As I was pondering these things, it occurred to me that the Buddha laid down a specific punishment for the incorrigible Channa. Called the brahmadaṇḍa, it is effectively the silent treatment. Whatever he says, ignore him.
This cuts to the heart of a genuine human need to be heard. We need to express ourselves, to believe that what we think and feel is worthy of others’ attention and response. I think we just shouldn’t talk to the fundamentalists. If anyone is engaging in ‘religious pornography’, trying to force on you their own narrow-minded, uncompassionate, literal dogmas, don’t grant them the dignity of a reasonable response.
Some time ago I posted a powerful statement by Bishop Spong where he said much the same thing: he was not going to waste his time talking to bigots and fundamentalists as if they were reasonable human beings. There’s simply not enough time in our short lives.
If we adopt this policy, not as a mark of failure or uncertainty, not as a lack of compassion but as an expression of it, we will free our own minds and time for positive work. And as the example of Channa shows, it can be an effective policy. Channa was so mortified he apologized, asked to be taught, and became an arahant.
A couple of days ago I was sent a file called How_to_convert_Buddhist_to_Christianity, which is a lesson for Christian children, evidently from Singapore, on how to convert their Buddhist friends. There’s no need to detail the breathtaking stupidity, error, hypocrisy, and arrogance in this approach. I would agree with Richard Dawkins that inculcating children with this rubbish is a form of child abuse which may well be more damaging than physical abuse. Even their own children are not treated as real humans in need of genuine spiritual sustenance from their chosen religion, but as tools in a propaganda war. Their children’s “Buddhist friends” are no more than targets for conversion.
Mums and dads: tell your kids not to put up with this! Show them this document and explain why it is wrong. If anyone comes to your kids with this kind of propaganda, ask your kids to just say no. Don’t engage. Don’t respond as if this were a genuine way of relating between people of different faiths. Explain to your children that this is not a respectful way of relating to people of different faiths. Peddlers of fundamentalism to schoolchildren should be treated like peddlers of drugs or pornography. Write a letter, send it to the school board, and cc as many people as possible: the teacher, headmaster, Department of Education, local Churches, media…
It is not easy to tell the difference between a fundamentalist conversion attempt and a genuine dialogue. Just as in the article I’ve uploaded, the fundamentalist will always hide their true motives under the guise of dialogue. They practice this and train themselves.
It’s crucial that parents don’t just tell their kids about the wrong kind of dialogue.
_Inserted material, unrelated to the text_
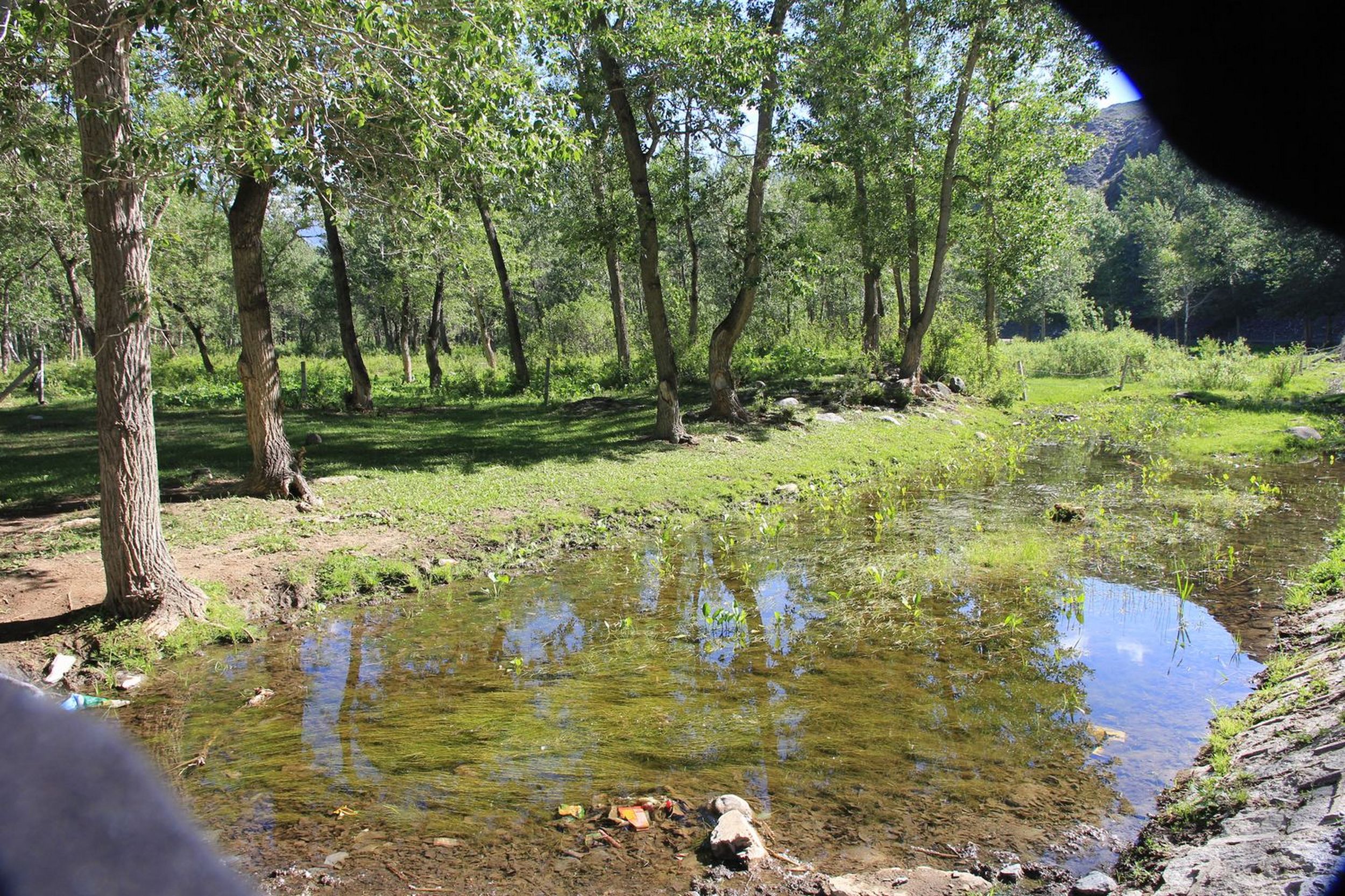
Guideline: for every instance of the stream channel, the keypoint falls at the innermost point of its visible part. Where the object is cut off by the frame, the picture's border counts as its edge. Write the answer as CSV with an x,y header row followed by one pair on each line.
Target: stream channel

Children must be shown the right kind. If your children go to a Sunday school or other Buddhist class, find out where there’s a local open-minded mosque, church, temple, or synagogue. Take the Buddhist kids there, talk with the priest or whoever, and, if possible, with other children. Encourage them to ask, find out, and learn about each others’ religions, and see what this can do to improve their own practice.
Fundamentalism is to religion what pornography is to relationship. As long as it does not cause clear and immediate harm, it should be tolerated within its legal boundaries. But, just as a pornography has no place in a discussion on genuine human relationships, fundamentalism has no place in a genuine dialogue on spirituality.